The following trick in being a excellent empathetic listener is to be present and provide your loving attention. It’s not recommended to provide suggestions or advice at the moment. Simply be with the man who’s in pain. Hold a secure place for them to express what is happening in their lives or in their recovered memories. And just hold them. Hold the silent space for them and let their ideas to direct what they want next to cure themselves. As partners, we’re not therapists or trainers. And we’re champions. But we must maintain our guidance and our own hurts to ourselves if our spouse is profound in their feelings. (See Brené Brown’s BRAVING)


As we build our relationship together we’re going to hit areas that feel uneasy. We will step on toes, awaken old patterns of distress, and provide our partners a chance to experience pain. That is part of what a holistic and loving relationship is all about: we can comprise both the good and the bad feelings and not be scared of either one.
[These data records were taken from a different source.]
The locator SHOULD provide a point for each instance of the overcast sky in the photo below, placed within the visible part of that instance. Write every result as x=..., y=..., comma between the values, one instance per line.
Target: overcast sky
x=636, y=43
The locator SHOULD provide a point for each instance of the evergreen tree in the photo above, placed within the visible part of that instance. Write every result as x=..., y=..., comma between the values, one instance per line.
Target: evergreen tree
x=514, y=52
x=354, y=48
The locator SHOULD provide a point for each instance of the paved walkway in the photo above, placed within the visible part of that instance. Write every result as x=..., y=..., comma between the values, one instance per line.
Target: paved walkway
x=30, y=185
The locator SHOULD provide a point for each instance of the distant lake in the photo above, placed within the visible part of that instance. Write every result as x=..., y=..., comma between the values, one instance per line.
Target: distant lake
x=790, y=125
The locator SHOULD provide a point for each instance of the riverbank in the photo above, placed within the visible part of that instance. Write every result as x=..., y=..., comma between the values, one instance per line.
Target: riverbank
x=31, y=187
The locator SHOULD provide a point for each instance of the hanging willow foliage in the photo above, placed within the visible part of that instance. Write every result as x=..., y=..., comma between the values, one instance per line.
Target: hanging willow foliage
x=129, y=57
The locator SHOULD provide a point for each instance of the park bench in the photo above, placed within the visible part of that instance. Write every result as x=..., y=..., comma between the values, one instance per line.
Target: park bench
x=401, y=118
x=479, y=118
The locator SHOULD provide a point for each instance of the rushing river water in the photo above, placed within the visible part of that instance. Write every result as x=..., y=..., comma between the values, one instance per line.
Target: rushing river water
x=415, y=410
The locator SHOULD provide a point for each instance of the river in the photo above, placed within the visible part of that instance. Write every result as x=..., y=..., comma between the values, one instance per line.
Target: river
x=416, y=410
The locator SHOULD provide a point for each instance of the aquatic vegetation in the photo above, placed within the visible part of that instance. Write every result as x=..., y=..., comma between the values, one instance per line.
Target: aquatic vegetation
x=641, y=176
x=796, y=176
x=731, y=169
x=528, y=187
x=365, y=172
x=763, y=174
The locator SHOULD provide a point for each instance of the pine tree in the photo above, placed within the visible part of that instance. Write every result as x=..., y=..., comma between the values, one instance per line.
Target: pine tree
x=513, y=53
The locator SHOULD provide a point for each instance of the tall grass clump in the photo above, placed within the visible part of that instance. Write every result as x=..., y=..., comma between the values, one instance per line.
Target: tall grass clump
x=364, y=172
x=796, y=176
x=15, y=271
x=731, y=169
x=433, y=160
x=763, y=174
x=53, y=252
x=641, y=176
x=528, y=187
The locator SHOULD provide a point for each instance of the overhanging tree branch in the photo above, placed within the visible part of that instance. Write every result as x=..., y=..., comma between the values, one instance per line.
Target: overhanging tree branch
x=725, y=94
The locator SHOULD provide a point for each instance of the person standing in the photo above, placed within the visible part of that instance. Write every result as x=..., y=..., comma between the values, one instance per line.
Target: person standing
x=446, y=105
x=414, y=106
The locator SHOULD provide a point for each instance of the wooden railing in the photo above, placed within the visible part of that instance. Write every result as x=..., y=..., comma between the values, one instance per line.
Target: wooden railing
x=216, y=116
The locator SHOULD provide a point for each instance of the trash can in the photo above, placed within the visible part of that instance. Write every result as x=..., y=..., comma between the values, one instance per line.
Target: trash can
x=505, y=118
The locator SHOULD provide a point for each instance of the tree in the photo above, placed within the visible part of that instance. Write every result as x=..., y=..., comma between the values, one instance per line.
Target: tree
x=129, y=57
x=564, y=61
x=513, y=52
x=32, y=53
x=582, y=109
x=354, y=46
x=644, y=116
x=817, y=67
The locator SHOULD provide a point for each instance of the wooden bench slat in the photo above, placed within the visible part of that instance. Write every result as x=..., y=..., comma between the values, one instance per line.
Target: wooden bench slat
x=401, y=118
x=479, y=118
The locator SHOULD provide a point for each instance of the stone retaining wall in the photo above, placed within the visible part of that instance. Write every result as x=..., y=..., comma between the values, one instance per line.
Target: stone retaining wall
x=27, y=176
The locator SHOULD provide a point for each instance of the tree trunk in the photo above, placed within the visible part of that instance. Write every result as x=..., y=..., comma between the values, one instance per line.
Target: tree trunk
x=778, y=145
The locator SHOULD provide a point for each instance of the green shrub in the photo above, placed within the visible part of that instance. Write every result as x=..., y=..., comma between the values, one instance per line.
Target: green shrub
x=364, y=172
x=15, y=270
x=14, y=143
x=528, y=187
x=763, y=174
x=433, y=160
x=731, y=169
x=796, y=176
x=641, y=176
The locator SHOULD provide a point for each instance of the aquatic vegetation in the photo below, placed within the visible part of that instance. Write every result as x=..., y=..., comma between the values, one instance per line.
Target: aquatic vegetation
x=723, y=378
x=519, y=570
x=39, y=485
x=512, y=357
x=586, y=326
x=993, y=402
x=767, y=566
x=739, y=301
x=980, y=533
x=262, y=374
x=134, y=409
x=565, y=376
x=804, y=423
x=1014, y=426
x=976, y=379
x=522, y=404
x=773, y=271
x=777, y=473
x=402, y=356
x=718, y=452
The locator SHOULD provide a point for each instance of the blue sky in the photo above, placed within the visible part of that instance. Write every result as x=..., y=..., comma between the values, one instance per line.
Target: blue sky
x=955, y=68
If we’re the triggered spouse, and we get angry and overwhelmed by some event or any behaviour of our spouse, is it our duty to take possession of our own hyper-emotional state. Even if we can not recognize it in the present time, we can admit that if a enormous rage comes flying from us, it is probably not about the dirty towels on the bathroom floor. The triggered spouse must take charge of their own procedure at this time and ask for a workout. (Yes, the non-triggered spouse can request a time out as well if they’re starting to feel overwhelmed.)

At this time, the triggered and emotionally charged partner should seek out a safe quiet place to allow the feelings to show themselves in a deeper level. Inside we know that it’s not about the towels on the ground. We must stop and listen, research, and feel what is happening in our bodies. It’s in this recovery phase which we can learn so much about ourselves and our past hurts. And from those moments we can see glimpses of where we want to go by releasing and getting free of those unwieldy emotions.

As the last part of the process of retrieval, we will need to request a repair with our spouse. This is the greatest act of great faith and trust in a relationship. The repair is essential for both partners. We will need to reconstruct the bridge which was torched during the moment of fury or despair. We will need to reestablish the goodwill and good intentions of both spouses to remain close and to stay close even when these hard moments occur. This way, we’re hardening our love and build confidence for our future.

With no bright outlook on life, we are not going to get beyond a first date. Empathy comes during the initial date. How can your spouse respond to your divorce or break-up narrative? And in the end, the repair usually does not come until some fracture has occurred. It’s very useful if you have some Brené Brown BRAVING discussions in front of a blow-up, but it only takes one partner to maintain the higher ground. If one spouse remains clear and steady there’s room for another spouse to have a moment.

With these three resources in a relationship, you’ve got a better prospect of building the long term relationship you’re craving. Very good luck. Be brave.